Americans without health coverage will still be able to get the new vaccines for free from community health centers and individual providers as soon as they are rolled out, ensuring immediate access at those locations.

But the CDC is working to speed up its negotiations with pharmacies in hopes of more quickly making the vaccines available at those retail locations as well, no matter whether the recipient is insured, the two people familiar with the negotiations said. Pharmacies have served as a main vaccine distribution point throughout the pandemic, especially for those who prefer to walk in rather than make an appointment.

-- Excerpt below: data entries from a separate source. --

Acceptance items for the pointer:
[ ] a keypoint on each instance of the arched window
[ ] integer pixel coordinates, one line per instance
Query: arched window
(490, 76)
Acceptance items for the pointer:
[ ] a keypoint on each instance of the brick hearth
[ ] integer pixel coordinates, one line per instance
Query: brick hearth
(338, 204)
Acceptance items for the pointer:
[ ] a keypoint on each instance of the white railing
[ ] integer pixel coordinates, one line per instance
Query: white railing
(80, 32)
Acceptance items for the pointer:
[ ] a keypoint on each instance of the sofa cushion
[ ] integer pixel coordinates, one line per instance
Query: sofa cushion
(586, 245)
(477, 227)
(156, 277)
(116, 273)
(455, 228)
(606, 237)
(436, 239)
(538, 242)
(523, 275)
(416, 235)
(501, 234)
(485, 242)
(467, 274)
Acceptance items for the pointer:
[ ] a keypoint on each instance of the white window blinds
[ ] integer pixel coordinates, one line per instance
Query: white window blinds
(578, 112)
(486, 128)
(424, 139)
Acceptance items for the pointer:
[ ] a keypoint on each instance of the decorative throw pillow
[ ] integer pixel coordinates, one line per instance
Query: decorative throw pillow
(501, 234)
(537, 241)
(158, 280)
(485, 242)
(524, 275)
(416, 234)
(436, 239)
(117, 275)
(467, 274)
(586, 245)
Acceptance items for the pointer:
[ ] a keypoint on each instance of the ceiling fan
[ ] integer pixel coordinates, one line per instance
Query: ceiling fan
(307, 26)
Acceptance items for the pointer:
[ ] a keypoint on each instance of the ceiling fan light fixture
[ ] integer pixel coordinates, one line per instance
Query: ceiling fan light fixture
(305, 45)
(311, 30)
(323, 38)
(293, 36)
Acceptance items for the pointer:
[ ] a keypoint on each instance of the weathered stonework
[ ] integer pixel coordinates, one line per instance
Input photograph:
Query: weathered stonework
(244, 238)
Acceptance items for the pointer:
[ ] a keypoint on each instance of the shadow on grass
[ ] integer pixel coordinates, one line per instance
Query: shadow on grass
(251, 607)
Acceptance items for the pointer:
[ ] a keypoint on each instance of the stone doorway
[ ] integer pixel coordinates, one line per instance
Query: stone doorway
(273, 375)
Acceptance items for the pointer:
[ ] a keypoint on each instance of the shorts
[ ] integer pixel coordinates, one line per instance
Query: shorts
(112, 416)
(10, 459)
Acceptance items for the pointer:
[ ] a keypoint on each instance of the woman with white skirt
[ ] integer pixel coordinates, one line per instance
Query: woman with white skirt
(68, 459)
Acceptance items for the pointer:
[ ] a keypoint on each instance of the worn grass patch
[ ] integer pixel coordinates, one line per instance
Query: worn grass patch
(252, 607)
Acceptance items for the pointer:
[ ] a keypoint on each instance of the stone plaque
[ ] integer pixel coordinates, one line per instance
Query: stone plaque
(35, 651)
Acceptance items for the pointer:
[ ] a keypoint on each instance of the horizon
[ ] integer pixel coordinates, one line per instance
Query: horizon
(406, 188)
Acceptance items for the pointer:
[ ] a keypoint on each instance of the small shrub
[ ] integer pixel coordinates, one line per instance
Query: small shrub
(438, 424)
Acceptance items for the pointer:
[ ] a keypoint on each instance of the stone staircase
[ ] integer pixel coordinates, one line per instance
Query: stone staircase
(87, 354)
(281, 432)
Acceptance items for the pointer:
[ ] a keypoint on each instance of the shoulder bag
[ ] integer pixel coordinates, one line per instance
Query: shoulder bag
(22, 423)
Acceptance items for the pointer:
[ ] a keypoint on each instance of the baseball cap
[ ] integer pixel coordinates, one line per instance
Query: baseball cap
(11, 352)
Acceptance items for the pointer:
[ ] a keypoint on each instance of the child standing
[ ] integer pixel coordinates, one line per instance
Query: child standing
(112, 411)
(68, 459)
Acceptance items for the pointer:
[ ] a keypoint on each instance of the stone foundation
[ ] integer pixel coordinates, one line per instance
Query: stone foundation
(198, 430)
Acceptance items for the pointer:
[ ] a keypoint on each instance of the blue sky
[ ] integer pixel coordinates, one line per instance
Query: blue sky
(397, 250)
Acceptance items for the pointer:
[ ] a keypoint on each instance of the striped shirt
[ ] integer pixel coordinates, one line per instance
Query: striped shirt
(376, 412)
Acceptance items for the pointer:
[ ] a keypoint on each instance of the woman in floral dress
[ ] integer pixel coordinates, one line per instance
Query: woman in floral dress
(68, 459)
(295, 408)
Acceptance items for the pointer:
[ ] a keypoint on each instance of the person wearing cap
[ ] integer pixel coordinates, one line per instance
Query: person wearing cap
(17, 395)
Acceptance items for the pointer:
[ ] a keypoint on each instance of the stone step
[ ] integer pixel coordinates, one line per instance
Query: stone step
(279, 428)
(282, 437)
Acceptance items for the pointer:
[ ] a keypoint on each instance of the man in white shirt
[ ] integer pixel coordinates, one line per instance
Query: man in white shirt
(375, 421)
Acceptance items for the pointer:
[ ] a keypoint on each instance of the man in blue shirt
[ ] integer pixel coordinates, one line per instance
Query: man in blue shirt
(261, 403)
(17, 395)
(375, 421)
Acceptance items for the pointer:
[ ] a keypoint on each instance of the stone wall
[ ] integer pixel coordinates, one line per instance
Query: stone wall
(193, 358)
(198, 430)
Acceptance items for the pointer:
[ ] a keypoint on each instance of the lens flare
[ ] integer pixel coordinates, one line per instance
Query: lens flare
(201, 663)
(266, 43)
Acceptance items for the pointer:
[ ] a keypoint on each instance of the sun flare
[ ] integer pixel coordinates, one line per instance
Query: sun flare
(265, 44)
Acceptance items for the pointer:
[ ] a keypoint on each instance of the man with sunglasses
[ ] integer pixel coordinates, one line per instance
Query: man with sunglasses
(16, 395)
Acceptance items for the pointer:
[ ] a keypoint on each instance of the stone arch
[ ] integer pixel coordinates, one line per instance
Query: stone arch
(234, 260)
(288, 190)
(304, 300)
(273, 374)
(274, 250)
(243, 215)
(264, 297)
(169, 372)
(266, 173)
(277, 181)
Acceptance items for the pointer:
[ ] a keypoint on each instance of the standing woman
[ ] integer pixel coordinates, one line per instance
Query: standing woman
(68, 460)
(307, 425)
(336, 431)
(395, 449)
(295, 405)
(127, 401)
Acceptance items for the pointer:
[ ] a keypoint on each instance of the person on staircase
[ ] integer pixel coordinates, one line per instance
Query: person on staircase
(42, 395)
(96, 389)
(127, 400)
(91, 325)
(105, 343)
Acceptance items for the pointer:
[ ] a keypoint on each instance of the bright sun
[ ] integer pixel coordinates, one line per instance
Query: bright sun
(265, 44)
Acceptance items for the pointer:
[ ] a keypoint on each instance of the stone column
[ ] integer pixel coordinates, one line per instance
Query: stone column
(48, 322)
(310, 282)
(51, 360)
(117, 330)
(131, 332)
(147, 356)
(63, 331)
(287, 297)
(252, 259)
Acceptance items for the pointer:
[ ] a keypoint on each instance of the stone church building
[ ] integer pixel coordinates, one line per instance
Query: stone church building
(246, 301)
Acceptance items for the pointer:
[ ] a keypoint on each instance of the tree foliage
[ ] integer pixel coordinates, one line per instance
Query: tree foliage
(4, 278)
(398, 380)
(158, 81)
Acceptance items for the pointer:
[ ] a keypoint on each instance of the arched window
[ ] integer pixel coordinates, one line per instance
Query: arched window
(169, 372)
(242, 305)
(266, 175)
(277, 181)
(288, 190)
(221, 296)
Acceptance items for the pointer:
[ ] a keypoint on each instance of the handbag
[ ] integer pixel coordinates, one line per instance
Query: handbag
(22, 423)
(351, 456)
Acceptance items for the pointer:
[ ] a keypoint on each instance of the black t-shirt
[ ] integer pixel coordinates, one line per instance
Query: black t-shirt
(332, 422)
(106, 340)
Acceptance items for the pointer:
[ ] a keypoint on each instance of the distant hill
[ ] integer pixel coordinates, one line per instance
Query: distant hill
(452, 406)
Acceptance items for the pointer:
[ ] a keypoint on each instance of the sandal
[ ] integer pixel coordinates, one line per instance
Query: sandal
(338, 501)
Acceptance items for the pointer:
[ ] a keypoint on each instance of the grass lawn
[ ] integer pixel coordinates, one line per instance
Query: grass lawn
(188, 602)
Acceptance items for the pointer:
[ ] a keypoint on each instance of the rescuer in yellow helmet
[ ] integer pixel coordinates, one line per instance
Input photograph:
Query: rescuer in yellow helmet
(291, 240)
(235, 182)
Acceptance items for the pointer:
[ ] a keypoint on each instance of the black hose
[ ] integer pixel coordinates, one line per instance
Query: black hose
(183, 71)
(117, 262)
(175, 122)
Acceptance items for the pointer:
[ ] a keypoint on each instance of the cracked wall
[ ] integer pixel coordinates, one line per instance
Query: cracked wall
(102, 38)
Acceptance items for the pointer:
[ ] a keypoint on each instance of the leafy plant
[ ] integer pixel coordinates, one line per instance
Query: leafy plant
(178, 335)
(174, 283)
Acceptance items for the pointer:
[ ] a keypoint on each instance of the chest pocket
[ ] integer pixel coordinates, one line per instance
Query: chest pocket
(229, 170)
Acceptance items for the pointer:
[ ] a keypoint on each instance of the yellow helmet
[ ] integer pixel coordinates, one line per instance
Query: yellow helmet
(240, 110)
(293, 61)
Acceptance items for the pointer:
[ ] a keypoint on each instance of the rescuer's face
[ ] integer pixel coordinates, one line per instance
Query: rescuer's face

The push is not guaranteed to be successful, those people cautioned, especially coming so late in the process. Biden officials expect the FDA and CDC to greenlight the updated vaccine in time to make them widely available as early as the third week of September, potentially leaving less than a month to finalize the contracts for the uninsured.

Over the weekend, former FDA Commissioner Scott Gottlieb, who sits on the board of vaccine maker Pfizer, said on CBS News’ Face the Nation that the Biden administration’s program for the under and uninsured “should be up and running by the time these vaccines become available.”

However, even if the administration does manage to reach agreements with the pharmacies in time, one of the people familiar with the negotiations said it could still take some time to work out the logistics necessary for individual sites to begin giving out the free shots.

The CDC estimates that as many as 30 million uninsured or underinsured people will need to pay out of pocket for the Covid vaccine for the first time this fall, after the government’s Covid public health emergency expired in May.

The Department of Health and Human Services has pledged to ensure that population still has free access to the shot through a new, $1.1 billion “bridge” program, which involves distributing the vaccine through pharmacies as well as community health centers and local providers.

Yet the department has provided state and local health officials with only limited details about the program and its broader vaccine outreach plans for the fall campaign, creating some uncertainty on the ground as to how and when exactly to expect the shots to roll out.